Thwarted in their halfhearted attempt at conversions, the fighters separated about 35 teenage girls and young women from the rest, crammed them into a few cars and drove away. The militants herded the older women and young children into the farmhouse and locked the door.

Then they lined the men and teenaged boys against the wall of the stables — around 40 in all, including Talal.

There were too many of them, too bunched up, to efficiently mow down, so the fighters then ordered them to lie on the ground in a row, Talal said.
That was when his uncle told him to make a run for it. Talal bolted into his uncle’s hayfield, as did several other men. The militants fired at them, and the bullets ignited the hay, dry from the summer sun. The fire covered Talal’s escape, and he took shelter in a nearby creek.

There he hid, listening as the gunmen shot his family to death. He eventually fled toward the mountain, joined by three others who had survived the massacre. Four out of 40.

Back at the farm, the gunmen eventually left and the women and children emerged, looking around with growing horror.

Nouri Murat, Talal’s mother, found her husband. His body was untouched, but his head was shattered. Her daughters, she said, were confused at first.
“This is strange, this body is wearing my father’s clothes,” one of them said. As Nouri frantically searched around the property for any surviving menfolk, her 9-year-old daughter Rukhan lay down beside her father’s corpse.

Finally, other women persuaded the family to head to the mountain before the Daesh fighters returned.

As they began the long walk north, Nouri noticed Rukhan’s bloody fist. Fearing her daughter was wounded, she pried open the girl’s clenched fingers. Inside were a handful of her father’s teeth.

‘THEY DON’T EVEN TRY TO HIDE THEIR CRIMES’

Nearly every area freed from Daesh control has unmasked new mass graves, like one found by the sports stadium in the Iraqi city of Ramadi. Many of the graves themselves are easy enough to find, most covered with just a thin coating of earth.

“They don’t even try to hide their crimes,” said Sirwan Jalal, the director of Iraqi Kurdistan’s agency in charge of mass graves. “They are beheading them, shooting them, running them over in cars, all kinds of killing techniques, and they don’t even try to hide it.”

No one outside Daesh has seen the Iraqi ravine where hundreds of prison inmates were killed point blank and then torched. Satellite images of scraped dirt along the river point to its location, according to Steve Wood of AllSource. His analysts triangulated survivors’ accounts and began to systematically search the desert according to their descriptions of that day, June 10, 2014.

Justice has been done in at least one IS mass killing — that of about 1,700 Iraqi soldiers who were forced to lie face-down in a ditch and then machine-gunned at Camp Speicher. On Aug. 21, 36 men convicted in those killings were hanged at Iraq’s Nasiriyah prison.

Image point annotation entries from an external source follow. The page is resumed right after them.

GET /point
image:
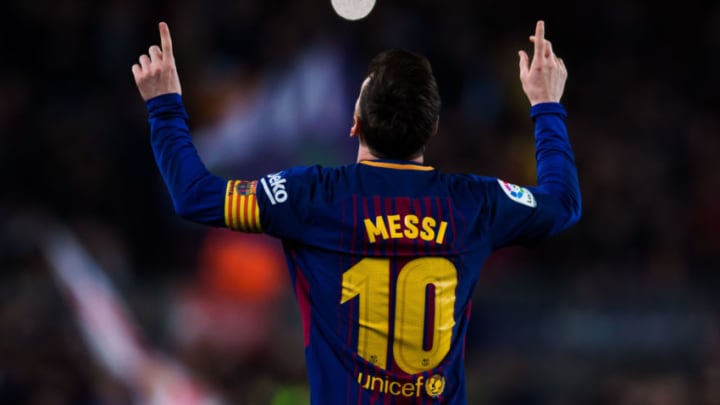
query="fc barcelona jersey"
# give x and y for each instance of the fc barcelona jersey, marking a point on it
(383, 255)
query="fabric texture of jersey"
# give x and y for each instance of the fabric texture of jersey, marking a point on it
(383, 255)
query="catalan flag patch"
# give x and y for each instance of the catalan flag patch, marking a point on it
(242, 212)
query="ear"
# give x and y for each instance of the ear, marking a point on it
(355, 130)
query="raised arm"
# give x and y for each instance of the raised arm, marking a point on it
(525, 215)
(197, 194)
(543, 81)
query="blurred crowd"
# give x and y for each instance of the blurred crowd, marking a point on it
(619, 310)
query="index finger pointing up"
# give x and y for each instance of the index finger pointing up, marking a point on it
(165, 40)
(539, 38)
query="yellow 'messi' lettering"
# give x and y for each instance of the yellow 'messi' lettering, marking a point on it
(405, 226)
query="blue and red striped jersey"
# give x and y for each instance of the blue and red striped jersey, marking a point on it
(383, 255)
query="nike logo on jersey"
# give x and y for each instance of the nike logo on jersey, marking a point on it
(274, 188)
(520, 195)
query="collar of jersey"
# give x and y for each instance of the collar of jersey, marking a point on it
(396, 164)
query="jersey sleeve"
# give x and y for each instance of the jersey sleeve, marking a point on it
(523, 215)
(284, 202)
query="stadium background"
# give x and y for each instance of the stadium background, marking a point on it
(621, 309)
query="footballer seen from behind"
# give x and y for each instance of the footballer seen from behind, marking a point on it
(384, 253)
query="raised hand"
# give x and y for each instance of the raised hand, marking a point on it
(543, 79)
(156, 74)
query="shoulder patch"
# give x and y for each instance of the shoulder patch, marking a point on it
(520, 195)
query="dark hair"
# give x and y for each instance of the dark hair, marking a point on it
(400, 105)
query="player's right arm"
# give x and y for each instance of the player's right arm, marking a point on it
(197, 194)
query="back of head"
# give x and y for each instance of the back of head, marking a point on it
(400, 105)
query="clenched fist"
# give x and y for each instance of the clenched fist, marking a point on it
(543, 79)
(156, 74)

But justice is likely to be elusive in areas still firmly under Daesh control, even though the extremists have filmed themselves committing the atrocities. That’s the case for a deep natural sinkhole outside Mosul that is now a pit of corpses. In Syria’s Raqqa province, thousands of bodies are believed to have been thrown into the giant al-Houta crevasse.

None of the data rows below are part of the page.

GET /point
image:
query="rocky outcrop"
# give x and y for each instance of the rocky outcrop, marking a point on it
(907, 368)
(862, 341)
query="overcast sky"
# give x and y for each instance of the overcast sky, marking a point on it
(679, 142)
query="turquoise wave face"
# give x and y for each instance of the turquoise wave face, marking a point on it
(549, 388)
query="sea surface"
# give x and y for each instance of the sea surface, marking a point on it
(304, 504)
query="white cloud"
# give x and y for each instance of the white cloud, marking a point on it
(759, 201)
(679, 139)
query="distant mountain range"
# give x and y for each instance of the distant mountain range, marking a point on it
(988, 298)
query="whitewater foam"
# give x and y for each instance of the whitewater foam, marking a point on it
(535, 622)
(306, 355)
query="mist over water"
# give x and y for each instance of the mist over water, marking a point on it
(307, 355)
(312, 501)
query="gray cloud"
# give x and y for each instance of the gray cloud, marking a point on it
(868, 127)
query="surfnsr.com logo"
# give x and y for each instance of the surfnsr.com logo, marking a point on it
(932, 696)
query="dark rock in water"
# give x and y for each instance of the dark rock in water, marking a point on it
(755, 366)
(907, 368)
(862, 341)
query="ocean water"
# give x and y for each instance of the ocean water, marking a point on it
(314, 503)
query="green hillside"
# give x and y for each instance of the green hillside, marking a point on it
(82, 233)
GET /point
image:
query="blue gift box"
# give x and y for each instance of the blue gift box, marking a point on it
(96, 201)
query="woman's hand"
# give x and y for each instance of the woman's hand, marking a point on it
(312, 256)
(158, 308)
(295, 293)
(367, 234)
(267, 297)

Conditions in much of Syria remain a mystery. Activists believe there are hundreds of mass graves in Daesh-controlled areas that can only be explored when fighting stops. By that time, they fear any effort to document the massacres, exhume and identify the remains will become infinitely more complicated.

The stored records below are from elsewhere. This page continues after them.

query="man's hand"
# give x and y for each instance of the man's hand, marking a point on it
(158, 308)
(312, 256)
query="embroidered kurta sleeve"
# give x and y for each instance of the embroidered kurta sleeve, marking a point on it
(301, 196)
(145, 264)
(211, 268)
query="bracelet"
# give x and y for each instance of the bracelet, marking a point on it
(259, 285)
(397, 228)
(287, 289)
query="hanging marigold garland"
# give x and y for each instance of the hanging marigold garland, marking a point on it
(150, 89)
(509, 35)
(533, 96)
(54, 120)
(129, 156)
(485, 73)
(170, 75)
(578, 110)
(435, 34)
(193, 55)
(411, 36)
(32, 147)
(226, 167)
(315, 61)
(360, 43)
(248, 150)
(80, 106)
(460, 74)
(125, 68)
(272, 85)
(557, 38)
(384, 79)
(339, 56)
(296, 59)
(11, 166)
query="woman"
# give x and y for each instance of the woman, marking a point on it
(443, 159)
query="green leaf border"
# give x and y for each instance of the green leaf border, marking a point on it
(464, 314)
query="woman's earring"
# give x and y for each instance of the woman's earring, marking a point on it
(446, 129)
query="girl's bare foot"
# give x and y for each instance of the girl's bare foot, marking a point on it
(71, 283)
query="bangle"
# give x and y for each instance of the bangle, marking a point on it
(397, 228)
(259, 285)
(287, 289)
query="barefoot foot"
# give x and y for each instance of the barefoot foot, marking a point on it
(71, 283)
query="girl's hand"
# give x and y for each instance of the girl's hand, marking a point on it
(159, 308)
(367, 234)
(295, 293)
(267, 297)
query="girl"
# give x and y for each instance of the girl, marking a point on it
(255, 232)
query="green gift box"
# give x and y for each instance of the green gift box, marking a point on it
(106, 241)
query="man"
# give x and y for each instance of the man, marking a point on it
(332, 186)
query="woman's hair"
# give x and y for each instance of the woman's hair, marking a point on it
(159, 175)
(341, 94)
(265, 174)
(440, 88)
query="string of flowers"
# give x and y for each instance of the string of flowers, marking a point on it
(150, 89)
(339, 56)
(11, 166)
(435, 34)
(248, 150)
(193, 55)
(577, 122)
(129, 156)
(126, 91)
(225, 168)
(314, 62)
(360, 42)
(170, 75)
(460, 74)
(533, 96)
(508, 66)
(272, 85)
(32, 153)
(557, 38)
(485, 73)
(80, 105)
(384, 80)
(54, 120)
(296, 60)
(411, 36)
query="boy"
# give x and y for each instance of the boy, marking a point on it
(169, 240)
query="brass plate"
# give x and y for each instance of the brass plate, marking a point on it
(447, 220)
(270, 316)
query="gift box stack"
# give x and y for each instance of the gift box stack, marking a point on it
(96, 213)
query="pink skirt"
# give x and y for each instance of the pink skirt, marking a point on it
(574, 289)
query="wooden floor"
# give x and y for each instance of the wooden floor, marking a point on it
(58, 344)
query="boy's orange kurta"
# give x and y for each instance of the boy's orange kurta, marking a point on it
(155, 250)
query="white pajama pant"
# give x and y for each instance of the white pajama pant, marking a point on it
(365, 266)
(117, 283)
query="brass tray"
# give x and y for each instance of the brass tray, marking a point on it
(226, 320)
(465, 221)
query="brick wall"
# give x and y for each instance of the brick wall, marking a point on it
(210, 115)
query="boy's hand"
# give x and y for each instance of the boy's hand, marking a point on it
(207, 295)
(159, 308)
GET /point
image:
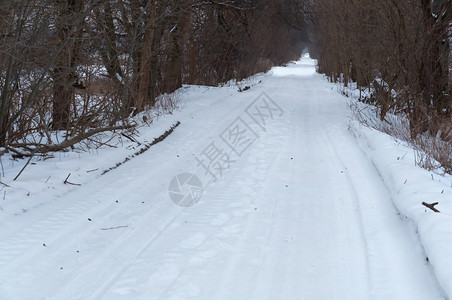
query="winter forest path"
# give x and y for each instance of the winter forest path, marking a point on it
(300, 213)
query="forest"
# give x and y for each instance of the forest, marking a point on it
(73, 68)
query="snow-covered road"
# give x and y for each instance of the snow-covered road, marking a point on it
(301, 213)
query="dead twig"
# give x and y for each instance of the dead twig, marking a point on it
(117, 227)
(431, 206)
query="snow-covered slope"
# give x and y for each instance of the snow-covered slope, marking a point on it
(286, 206)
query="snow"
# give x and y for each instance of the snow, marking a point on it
(409, 187)
(303, 208)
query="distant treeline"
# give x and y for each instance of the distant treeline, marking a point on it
(77, 64)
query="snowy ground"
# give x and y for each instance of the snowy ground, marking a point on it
(295, 205)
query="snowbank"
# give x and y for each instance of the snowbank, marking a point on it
(409, 186)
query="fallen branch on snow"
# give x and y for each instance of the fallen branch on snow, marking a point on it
(431, 206)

Working behind Daesh lines, local residents have informally documented some mass graves, even partially digging some up. Some of the worst have been found in the eastern province of Deir el-Zour. There, 400 members of the Shueitat tribe were found in one grave, just some of the up to 1,000 members of the tribe believed to have been massacred by Daesh when the militants took over the area, said Ziad Awad, the editor of an online publication on Deir el-Zour called The Eye of the City who is trying to document the graves.